Leah, played brilliantly by Gabby Hoffman, is moving into a beautiful Brooklyn neighborhood with her partner June and their young baby-girl Lyle. Leah and June live in a building with a strange mixture of women; a group of beautiful, yet distant models are always milling about the front of the building, and below them is a kooky woman who often pretends to be pregnant despite her obvious old age. When Lyle accidentally falls to her death from their upstairs window, June and a newly pregnant Leah must find a way to move on with their life; that is if Leah can figure out whether the bizarre happenings in their apartments are just a byproduct of her grief and hormones or if there is something more sinister lurking within the walls of their Brownstone.
Though horror films have seen a bit of an intellectual resurgence in the past few years—what with the likes of Ti West, Adam Wingard, E.L. Katz and numerous other thoughtful filmmakers whose films secrete dread like a leaky paint can—a female perspective in horror is still sorely lacking. Though Stewart Thorndike (don’t let the first name fool you) may be the female director the horror genre needs. At only sixty-five minutes, the film has an incredibly vast scope; not only does it work quite well as a horror film, but it is making incredibly affecting statements on what it means to be a woman, a mother and a companion. And with a cast of almost all women—the one exception being comedian, and newest Daily Show correspondent, Michael Che, playing Leah’s friend Threes—Lyle is a wonderful showcase of lesser known female actors.
Though I enjoyed the film quite a bit, it would almost certainly be a lesser achievement without the presence of Gabby Hoffman as Leah. Hoffman is an actress who has been circling the fringes of a leading role, though she’s almost always the most interesting thing happening on screen. This year alone she has not just proven her worth but stolen her scenes in Gillian Robespierre’s Obvious Child and in the HBO show Girls. Hoffman portrays Leah with unapologetic realism. So often characters in horror films (especially women) devolve into archetypes, but Hoffman allows herself to be the kind of vulnerable that’s needed in horror films, but without ever compromising the integrity of her character’s core personality.
The film is able to maintain a sense of dread and paranoia by allowing the audience to know as much as Leah knows (though a good bit of that dread can be attributed to Grant Greenberg’s simple though haunting cinematography).
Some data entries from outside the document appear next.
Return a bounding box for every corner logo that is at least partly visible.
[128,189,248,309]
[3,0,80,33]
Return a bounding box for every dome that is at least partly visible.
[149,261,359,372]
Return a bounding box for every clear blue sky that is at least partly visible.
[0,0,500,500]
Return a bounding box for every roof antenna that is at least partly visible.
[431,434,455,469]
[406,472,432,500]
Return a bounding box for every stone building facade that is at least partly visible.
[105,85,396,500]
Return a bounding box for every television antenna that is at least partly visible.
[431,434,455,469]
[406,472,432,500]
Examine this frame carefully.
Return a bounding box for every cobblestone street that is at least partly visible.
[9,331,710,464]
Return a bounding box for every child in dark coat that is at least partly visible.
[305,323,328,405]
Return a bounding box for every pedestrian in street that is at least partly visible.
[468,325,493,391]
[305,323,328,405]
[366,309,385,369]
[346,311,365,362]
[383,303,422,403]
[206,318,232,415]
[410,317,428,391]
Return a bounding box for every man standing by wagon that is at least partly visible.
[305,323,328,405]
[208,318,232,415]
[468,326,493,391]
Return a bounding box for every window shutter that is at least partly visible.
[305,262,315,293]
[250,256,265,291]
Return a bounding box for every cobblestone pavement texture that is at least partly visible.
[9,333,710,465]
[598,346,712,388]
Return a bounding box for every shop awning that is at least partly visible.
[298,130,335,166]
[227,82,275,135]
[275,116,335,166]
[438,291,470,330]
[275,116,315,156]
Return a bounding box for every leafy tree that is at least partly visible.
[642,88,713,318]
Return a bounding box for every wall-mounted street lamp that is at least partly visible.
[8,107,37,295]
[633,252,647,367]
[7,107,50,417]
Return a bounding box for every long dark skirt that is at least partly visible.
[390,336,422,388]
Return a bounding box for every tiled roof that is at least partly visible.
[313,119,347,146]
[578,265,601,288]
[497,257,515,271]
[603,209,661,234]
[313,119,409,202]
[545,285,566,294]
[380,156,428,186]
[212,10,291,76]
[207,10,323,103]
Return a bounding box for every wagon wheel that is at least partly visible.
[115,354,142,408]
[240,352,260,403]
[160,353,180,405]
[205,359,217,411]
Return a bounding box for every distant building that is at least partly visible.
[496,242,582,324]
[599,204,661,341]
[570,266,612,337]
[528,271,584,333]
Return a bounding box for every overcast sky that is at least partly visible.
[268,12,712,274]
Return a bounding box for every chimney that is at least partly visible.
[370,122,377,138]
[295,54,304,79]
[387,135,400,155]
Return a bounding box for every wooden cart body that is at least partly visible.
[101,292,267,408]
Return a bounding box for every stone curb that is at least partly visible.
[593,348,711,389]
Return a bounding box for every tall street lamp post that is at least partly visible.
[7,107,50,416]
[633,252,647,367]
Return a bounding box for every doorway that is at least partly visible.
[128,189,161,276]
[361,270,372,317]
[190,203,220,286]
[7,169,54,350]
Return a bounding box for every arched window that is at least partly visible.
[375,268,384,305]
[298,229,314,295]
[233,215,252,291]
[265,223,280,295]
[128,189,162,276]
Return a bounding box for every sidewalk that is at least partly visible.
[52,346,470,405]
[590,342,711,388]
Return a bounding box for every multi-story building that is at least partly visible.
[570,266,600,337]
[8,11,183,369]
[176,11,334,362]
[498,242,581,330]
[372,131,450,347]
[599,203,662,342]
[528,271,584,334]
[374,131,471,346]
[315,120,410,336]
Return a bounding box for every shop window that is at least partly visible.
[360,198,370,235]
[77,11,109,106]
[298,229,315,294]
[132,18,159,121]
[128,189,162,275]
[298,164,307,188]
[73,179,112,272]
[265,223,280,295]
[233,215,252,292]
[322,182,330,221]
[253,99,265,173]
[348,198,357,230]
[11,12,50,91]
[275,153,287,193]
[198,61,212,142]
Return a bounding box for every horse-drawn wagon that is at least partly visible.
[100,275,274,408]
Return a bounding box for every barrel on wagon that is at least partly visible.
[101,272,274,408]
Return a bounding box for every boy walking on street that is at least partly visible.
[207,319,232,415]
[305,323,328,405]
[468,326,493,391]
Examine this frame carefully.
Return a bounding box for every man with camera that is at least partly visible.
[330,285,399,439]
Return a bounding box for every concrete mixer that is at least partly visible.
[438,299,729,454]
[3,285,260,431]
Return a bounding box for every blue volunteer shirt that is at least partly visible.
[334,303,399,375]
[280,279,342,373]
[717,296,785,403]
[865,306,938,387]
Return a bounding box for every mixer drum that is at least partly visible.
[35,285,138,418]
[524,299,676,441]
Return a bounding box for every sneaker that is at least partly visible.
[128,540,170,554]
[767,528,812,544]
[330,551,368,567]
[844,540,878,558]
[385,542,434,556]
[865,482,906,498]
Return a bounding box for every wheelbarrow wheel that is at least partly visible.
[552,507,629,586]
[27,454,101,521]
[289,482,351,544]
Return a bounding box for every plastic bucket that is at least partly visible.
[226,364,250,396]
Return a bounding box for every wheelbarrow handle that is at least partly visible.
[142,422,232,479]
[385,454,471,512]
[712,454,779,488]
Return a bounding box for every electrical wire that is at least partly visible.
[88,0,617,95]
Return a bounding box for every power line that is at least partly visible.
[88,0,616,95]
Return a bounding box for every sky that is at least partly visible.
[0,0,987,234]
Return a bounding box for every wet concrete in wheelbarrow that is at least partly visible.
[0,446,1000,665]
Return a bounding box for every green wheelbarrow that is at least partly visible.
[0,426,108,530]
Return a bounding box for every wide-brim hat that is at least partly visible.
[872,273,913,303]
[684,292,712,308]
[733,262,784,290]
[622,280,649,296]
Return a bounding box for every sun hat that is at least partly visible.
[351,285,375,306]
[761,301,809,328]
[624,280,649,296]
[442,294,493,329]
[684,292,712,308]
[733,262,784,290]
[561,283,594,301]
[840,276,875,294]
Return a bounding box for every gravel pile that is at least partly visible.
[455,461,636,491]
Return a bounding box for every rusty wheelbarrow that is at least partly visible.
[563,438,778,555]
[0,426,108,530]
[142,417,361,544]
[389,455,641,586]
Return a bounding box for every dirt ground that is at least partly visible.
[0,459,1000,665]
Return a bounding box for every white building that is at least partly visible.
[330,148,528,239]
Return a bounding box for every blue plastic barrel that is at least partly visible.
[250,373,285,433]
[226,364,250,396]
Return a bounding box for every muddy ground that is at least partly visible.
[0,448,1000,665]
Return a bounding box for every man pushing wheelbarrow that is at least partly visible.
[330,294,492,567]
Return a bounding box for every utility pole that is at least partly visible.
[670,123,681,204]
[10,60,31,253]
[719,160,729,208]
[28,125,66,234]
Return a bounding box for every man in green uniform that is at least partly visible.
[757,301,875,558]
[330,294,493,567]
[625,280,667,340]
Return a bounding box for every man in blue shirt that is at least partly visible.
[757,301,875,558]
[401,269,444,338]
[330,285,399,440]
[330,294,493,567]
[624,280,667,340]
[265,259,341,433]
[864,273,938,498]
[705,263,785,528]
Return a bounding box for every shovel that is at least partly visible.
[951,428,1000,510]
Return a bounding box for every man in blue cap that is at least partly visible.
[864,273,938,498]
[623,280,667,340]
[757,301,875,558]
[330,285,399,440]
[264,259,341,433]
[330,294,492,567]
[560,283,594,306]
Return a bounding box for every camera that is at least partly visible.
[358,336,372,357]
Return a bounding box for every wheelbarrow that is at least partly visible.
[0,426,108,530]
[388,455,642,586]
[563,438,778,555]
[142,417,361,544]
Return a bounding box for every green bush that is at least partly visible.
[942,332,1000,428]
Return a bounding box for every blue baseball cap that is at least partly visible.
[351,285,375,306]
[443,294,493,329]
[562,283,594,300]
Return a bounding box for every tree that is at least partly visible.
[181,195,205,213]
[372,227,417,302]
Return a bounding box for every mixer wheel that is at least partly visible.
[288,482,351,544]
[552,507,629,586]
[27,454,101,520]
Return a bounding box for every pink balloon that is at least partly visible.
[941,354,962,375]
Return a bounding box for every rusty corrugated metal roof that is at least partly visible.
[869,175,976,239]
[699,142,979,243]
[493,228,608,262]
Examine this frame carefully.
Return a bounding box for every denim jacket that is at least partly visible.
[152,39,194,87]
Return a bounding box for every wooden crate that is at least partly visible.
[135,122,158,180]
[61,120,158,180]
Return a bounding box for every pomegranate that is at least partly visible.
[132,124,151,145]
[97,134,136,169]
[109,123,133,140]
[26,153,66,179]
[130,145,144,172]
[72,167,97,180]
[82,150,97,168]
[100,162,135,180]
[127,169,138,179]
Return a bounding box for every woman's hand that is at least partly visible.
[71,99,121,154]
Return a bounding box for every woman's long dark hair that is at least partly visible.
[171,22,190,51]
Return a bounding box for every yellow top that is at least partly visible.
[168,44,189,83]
However, that dread deflates near the film’s climax, when Thorndike attempts to shine a light on the source of Leah’s torment. The monsters of reality are never as scary as the monsters of our imagination; and unfortunately for Lyle—a film that spends ninety percent of its run time creating some of the scariest monsters we can’t see—when it allows its monsters to peek out from the shadows, it leaves the audience incredulous, asking “Is this what I’ve been so scared of?!”.
Lyle is a film that I can imagine being fairly divisive, especially among devotees of Roman Polanski’s Rosemary’s Baby. But tolabel Lyle as a “rip-off” or to dismiss the similarities between the two films, is to miss the point that Stewart Thorndike is working for. Thorndike relies on the audience’s familiarity with Polanski’s film, so that she may subvert any expectations the audience brings into the theater. Rosemary’s Baby is the construction scaffolding to Stewart Thorndike’s Lyle: it’s hard not to notice it, but when it’s gone the structure can stand on its own.